Referring to fig. 2, an embodiment of the present invention further provides an image semantic segmentation apparatus facing a complex environment, where the apparatus includes:

an extracting unit 100, configured to modify a VGG16 convolutional neural network to generate a base network, extract preliminary features of a training image through the base network, where a convolutional layer in the VGG16 convolutional neural network is divided into 5 stages;

the high-level semantic feature unit 200 is configured to process preliminary features obtained by a convolution layer in the first 4 stages in the base network by using a hidden layer convolution feature module, and generate high-level semantic features;

a fine-grained low-level feature unit 300, configured to process the preliminary feature obtained by the last-level convolution in the base network through the hole convolution with the pyramid structure, to obtain a fine-grained low-level feature;

a high-resolution feature map unit 400, configured to fuse the high-level semantic features and the fine-grained low-level features to generate a high-resolution feature map;

the semantic segmentation network unit 500 is configured to set a network training parameter, perform network training by using the cross entropy loss function as a target through back propagation, and thereby establish a semantic segmentation network;

the semantic segmentation result unit 600 is configured to input a test image into the semantic segmentation network, and generate a semantic segmentation result of the test image.
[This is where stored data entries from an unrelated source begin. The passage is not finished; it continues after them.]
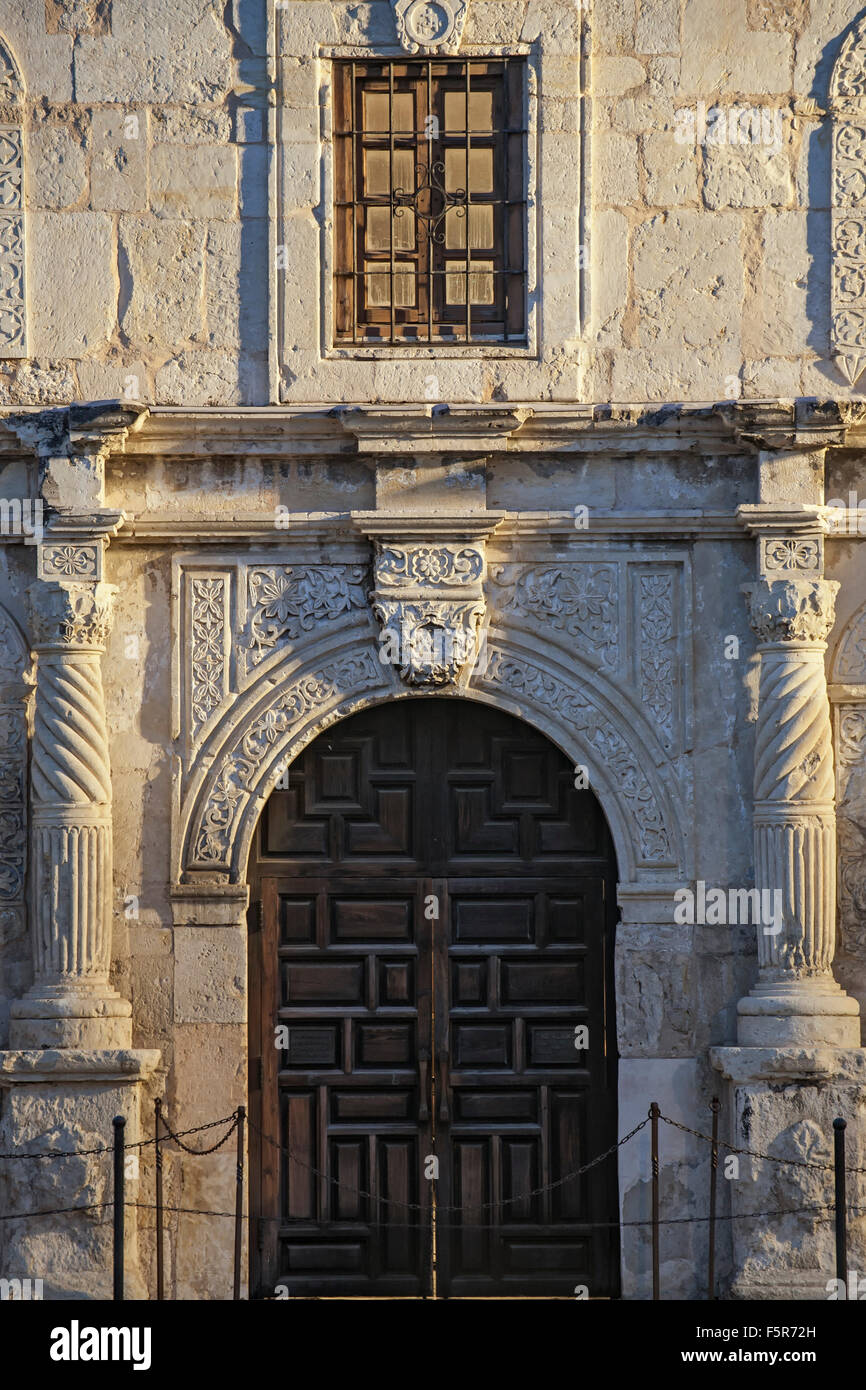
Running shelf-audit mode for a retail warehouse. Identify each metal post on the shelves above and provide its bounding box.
[833,1116,848,1297]
[649,1101,660,1302]
[706,1095,721,1302]
[234,1105,246,1300]
[113,1115,126,1302]
[153,1095,165,1301]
The principles and embodiments of the present invention have been described herein with reference to specific examples, the description of which is intended only to assist in understanding the methods of the present invention and the core ideas thereof; also, it is within the scope of the present invention to be modified by those of ordinary skill in the art in light of the present teachings. In view of the foregoing, this description should not be construed as limiting the invention.

Claims

1. The image semantic segmentation method facing the complex environment is characterized by comprising the following steps of:

step S600, inputting the test image into the semantic segmentation network to generate a semantic segmentation result of the test image;

carrying out convolution, pooling, batch normalization and ReLU operation through the full convolution network to obtain a feature map of each convolution layer in the basic network, thereby extracting the primary features of the image;

the specific implementation method of the step S200 is as follows:

2. The image semantic segmentation method facing the complex environment according to claim 1, wherein the specific implementation method of the step S300 is as follows:

3. The image semantic segmentation method facing the complex environment according to claim 1, wherein in step S400, the high-level semantic features and the fine-granularity low-level features are subjected to addition fusion through an eltwise layer to generate a high-resolution feature map.
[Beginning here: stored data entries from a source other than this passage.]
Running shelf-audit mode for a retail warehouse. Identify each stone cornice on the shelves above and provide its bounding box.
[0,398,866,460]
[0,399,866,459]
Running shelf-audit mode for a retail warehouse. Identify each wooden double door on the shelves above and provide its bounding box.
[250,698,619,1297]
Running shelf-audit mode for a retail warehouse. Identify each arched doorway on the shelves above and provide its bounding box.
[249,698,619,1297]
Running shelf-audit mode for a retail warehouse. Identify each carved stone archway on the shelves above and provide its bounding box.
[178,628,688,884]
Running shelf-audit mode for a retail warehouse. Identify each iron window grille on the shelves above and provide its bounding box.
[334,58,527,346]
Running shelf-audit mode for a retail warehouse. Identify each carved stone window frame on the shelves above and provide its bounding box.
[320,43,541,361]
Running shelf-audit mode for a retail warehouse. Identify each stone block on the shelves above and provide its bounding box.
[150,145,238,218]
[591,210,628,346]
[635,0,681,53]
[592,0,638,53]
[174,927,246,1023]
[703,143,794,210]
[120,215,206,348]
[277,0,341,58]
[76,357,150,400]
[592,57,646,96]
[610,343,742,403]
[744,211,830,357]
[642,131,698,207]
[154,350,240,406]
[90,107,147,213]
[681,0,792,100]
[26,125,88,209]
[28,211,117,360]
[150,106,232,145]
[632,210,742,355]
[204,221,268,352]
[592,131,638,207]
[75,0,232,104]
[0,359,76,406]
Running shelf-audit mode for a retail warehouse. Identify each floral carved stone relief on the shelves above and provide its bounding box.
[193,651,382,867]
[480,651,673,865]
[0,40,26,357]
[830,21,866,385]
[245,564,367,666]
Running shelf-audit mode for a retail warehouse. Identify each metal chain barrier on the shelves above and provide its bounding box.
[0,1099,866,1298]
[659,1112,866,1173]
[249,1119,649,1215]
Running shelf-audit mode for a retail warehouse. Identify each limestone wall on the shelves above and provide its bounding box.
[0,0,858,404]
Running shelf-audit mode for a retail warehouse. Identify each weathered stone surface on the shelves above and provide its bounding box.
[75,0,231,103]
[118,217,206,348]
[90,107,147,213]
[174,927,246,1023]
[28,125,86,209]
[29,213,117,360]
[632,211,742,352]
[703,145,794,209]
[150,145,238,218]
4. The image semantic segmentation method according to claim 1, wherein in step S500, the network training parameters are specifically set as follows:

5. An image semantic segmentation device facing a complex environment, the device comprising:

the semantic segmentation result unit is used for inputting the test image into the semantic segmentation network to generate a semantic segmentation result of the test image;

the modifying the VGG16 convolutional neural network to generate the basic network specifically comprises the following steps:

the high-level semantic feature unit is specifically configured to:

the feature map is input into convolution of 1 multiplied by 1 and convolution of 3 multiplied by 3 respectively, and convolution features of all scales are obtained;

fusing convolution characteristics of all scales, and performing ReLU operation to obtain a first result;

and inputting the first result into convolution with the size of 1 multiplied by 1, and adjusting the number of output characteristic channels to the corresponding number of categories so as to generate high-level semantic characteristics.